Heute urteilt das Landgericht über Sylvia L. und Wolfgang A. In ihrer Obhut war das elfjährige Mädchen an einer Überdosis Methadon gestorben

Neustadt. Die kleine Stehlampe im Kinderzimmer spendete allenfalls fahles Licht. Im Schein einer Taschenlampe musste der Notarzt um das Leben von Chantal kämpfen; mehr Helligkeit gab es in dem Raum nicht, in dem die Elfjährige mit dem Tode rang – und diesen Kampf verlor. Das Kind starb an einer Methadon-Vergiftung, und die kargen Lichtverhältnisse in jenem Moment, der das Ende ihres Lebens markierte, können gleichsam als Symbol für das Schicksal des Mädchens gedeutet werden. In äußerst trostlosen Verhältnissen geboren, in eine Pflegefamilie mit Drogenproblemen weitergereicht, dort in einem Umfeld aufgewachsen, das viele als „grenzwertig“ schildern und das manche sogar schockierte. Da gab es tatsächlich kaum helle oder gar sonnige Momente. Und sogar im Kampf mit dem Tod wurde Chantal allein gelassen.

An diesem Montag entscheidet das Landgericht darüber, ob die Pflegeeltern von Chantal, Sylvia L. und Wolfgang A., sich der fahrlässigen Tötung an der Elfjährigen schuldig gemacht haben, die vor nunmehr drei Jahren in der Wilhelmsburger Wohnung ihrer Pflegefamilie starb, am 16.Januar 2012. „Das war kein bedauerlicher Unfall, sondern eine schwere Straftat“, hat Staatsanwalt Florian Kirstein die Umstände von Chantals Tod genannt. Die 50-Jährige Pflegemutter und ihr vier Jahre älterer damaliger Partner, beide in langjähriger Rauschgiftabhängigkeit und beide zu jener Zeit Konsumenten der Ersatzdroge Methadon, hätten das gefährliche Medikament nicht hinreichend sicher gelagert, ist der Ankläger überzeugt. Zumindest eine Methadon-Tablette habe „in der Küche“ herumgelegen. Chantal schluckte das Präparat in der Annahme, es handele sich um ein Medikament gegen Übelkeit. Für den vielfach vorbestraften Pflegevater hat Kirstein zweieinhalb Jahre Haft gefordert, für die Pflegemutter eine 15-monatige Bewährungsstrafe.

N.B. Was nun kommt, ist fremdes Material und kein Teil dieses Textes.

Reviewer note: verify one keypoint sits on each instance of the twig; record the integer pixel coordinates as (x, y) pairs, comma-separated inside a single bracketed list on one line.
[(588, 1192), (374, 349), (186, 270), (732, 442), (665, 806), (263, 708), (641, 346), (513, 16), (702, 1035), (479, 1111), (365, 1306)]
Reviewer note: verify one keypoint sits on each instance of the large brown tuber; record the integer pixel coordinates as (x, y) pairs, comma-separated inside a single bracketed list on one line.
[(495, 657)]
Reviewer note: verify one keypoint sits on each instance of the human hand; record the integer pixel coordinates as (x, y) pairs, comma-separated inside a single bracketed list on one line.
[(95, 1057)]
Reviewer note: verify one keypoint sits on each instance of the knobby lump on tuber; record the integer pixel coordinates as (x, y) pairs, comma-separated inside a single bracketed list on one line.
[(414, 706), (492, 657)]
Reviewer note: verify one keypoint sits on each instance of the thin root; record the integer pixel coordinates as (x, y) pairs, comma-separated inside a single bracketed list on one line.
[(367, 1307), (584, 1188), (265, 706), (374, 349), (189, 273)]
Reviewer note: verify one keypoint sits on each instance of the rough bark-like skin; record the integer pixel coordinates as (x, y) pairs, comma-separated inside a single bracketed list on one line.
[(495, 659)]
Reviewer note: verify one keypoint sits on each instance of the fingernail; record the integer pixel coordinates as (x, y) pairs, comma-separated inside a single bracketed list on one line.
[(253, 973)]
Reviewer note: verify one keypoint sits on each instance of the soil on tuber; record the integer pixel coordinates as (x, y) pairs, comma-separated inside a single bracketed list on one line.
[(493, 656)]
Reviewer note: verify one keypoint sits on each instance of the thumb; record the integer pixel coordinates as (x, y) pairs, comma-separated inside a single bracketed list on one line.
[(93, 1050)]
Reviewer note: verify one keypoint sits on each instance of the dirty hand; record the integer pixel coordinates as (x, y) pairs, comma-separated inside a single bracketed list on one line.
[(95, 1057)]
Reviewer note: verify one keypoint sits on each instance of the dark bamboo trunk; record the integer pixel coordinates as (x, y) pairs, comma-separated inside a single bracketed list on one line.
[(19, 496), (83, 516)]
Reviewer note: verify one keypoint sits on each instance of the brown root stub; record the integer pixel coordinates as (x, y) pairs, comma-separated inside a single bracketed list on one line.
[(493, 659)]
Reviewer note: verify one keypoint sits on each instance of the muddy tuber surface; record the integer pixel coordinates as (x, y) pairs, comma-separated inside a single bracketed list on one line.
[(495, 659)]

Die Pflegeeltern beteuern indes, sie hätten ihr Methadon sicher in einer Garage gelagert. Chantal müsse sich die Droge irgendwo anders beschafft haben. Ihre Verteidiger haben auf Freispruch plädiert. In seinem letzten Wort sagt der zierliche, eher stille Wolfgang A.: „Für mich ist es die schlimmste Strafe überhaupt, dass Chantal gestorben ist.“ Und Sylvia L., im Prozess sonst häufig kämpferisch und energisch, schluchzt zuletzt unter Tränen: „Ich habe das Kind in meinem Herzen gehabt.“

Über zehn Verhandlungstage sind in dem Prozess Leben und Sterben des Mädchens beleuchtet und etliche Zeugen gehört worden, darunter Menschen, die eine teilweise überaus irritierende Toleranz offenbarten. Was etwa von manchen als „ungepflegt bis chaotisch“ bezeichnet wurde, nannten andere zuweilen „stimmig“. „Eben Wilhelmsburger Verhältnisse“, sagte ein Zeuge lapidar.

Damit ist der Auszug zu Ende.